Walk!

Walk it off?

Not a chance.

Saturday, September 16, 2023

John Hopkins: Fungi Nightmare in the Making

Lamentations 3:58

You have taken up my cause, O Lord, you have redeemed my life.

1 Peter 2:21-23

For to this you have been called, because Christ also suffered for you, leaving you an example, so that you should follow in his steps. ‘He committed no sin, and no deceit was found in his mouth.’ When he was abused, he did not return abuse; when he suffered, he did not threaten; but he entrusted himself to the one who judges justly.

Words of Grace For Today

CBC health newsletter reported how a man came home for a long weekend, walking up his drive he vomited blood on his driveway, ended up needed a new liver (cause of cirrhosis unknown), four years later went in for a liver transplant, and spent more than a month on IVs with multiple superbug infections (infections resistant to antibiotics).

And this is more and more common. Surgery is getting to be dangerous, because of the killer infections that come with it. Covid should have woken us up to the huge risk we are at, across the world, to unstoppable infections. Instead people want Covid to be over so they say it is over and behave as if it’s over, but it’s not. We will suffer greater death and losses of health because of it. People don’t want that to happen, so they live as if it is not already happening. Wanting it to be, does not make is so.

A walk up one’s drive, after a long, hard work week is supposed to be the beginning of a kind of rest and recuperation. The walk is the beginning of ‘walking it all off’, so that one is ready to be with one’s family, and then ready to return to a productive work-week.

Sin is worse.

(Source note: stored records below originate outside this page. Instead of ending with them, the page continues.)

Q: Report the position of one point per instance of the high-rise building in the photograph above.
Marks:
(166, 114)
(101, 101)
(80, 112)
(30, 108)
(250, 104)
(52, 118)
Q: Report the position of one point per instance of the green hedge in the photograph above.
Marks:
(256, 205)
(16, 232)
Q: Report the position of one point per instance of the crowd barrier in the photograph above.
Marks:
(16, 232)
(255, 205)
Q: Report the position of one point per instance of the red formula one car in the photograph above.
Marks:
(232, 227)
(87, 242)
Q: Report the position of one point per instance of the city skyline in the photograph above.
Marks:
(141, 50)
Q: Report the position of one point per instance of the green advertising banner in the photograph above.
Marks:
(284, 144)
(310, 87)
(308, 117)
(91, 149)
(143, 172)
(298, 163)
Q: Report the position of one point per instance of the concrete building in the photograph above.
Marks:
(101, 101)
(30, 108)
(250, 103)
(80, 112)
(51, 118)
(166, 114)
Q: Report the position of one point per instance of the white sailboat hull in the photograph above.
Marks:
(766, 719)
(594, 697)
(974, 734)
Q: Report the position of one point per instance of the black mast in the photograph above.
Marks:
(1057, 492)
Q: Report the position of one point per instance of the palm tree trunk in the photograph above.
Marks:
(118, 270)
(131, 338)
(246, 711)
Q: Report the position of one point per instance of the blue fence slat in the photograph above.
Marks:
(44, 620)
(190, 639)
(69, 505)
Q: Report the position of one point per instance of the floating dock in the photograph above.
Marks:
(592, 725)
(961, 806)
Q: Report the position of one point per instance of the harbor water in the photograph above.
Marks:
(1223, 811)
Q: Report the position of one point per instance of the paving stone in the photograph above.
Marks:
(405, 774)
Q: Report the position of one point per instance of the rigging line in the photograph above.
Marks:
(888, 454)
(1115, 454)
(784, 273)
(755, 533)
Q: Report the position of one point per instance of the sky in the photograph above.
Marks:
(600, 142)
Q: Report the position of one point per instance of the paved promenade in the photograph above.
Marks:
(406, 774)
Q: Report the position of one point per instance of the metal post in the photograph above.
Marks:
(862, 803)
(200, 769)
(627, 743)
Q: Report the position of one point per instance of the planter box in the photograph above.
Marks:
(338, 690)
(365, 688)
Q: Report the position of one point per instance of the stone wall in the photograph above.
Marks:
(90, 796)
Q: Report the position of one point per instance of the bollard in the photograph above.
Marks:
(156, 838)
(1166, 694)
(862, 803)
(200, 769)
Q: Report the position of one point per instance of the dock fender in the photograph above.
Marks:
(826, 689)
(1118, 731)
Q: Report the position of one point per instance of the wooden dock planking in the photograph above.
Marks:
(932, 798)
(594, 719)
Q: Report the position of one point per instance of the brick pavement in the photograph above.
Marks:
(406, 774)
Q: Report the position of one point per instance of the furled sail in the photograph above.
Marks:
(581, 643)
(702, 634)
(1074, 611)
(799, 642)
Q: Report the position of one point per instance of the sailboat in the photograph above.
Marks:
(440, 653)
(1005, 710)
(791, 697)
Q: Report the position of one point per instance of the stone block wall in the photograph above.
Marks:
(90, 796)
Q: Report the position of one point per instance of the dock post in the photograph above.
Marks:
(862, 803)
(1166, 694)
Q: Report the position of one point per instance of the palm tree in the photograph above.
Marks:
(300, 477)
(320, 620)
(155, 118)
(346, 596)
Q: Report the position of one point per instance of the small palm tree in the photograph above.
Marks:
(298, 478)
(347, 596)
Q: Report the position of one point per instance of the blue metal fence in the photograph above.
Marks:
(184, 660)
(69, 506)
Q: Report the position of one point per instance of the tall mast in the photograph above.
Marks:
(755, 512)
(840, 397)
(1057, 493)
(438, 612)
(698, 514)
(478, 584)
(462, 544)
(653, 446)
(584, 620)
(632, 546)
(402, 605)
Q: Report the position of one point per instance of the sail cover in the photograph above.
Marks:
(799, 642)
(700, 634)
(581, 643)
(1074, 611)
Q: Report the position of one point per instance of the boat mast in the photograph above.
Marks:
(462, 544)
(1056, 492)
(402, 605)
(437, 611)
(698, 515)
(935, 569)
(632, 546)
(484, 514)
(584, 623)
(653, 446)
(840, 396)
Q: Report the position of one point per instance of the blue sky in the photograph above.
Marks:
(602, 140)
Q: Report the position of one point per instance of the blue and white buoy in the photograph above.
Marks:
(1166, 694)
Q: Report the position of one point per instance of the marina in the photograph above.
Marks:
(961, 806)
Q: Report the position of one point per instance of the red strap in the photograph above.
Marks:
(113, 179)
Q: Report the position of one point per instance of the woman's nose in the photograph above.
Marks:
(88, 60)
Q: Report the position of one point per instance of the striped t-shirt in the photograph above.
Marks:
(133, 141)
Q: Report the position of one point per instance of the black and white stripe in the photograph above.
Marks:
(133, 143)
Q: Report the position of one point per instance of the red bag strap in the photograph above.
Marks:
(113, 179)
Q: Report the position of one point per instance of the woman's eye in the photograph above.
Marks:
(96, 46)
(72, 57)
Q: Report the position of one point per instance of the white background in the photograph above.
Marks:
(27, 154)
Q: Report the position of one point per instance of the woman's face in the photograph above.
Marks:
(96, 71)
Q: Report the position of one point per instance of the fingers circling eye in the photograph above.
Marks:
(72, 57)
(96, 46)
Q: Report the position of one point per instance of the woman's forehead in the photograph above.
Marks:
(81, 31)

We cannot just ‘walk it off.’ We can pretend it does not exist, which only deepens the sin’s ravaging in our lives, like superbugs denied and thus let loose to run havoc more freely in our midst.

Only God’s forgiveness can save us from sin.

Also from the sin of denying Covid, and the dangers of super bugs: bacteria, viruses, fungi.

Without God’s forgiveness, redemption, and renewal of us, we cannot engage to help one another survive come what may.

So we celebrate each morning, noon, and night (and also this day) with the writer of Lamentations: ‘You have taken up my cause, O Lord, you have redeemed my life.’ And we pray that we may be delivered from diseases that cannot be cured, again today.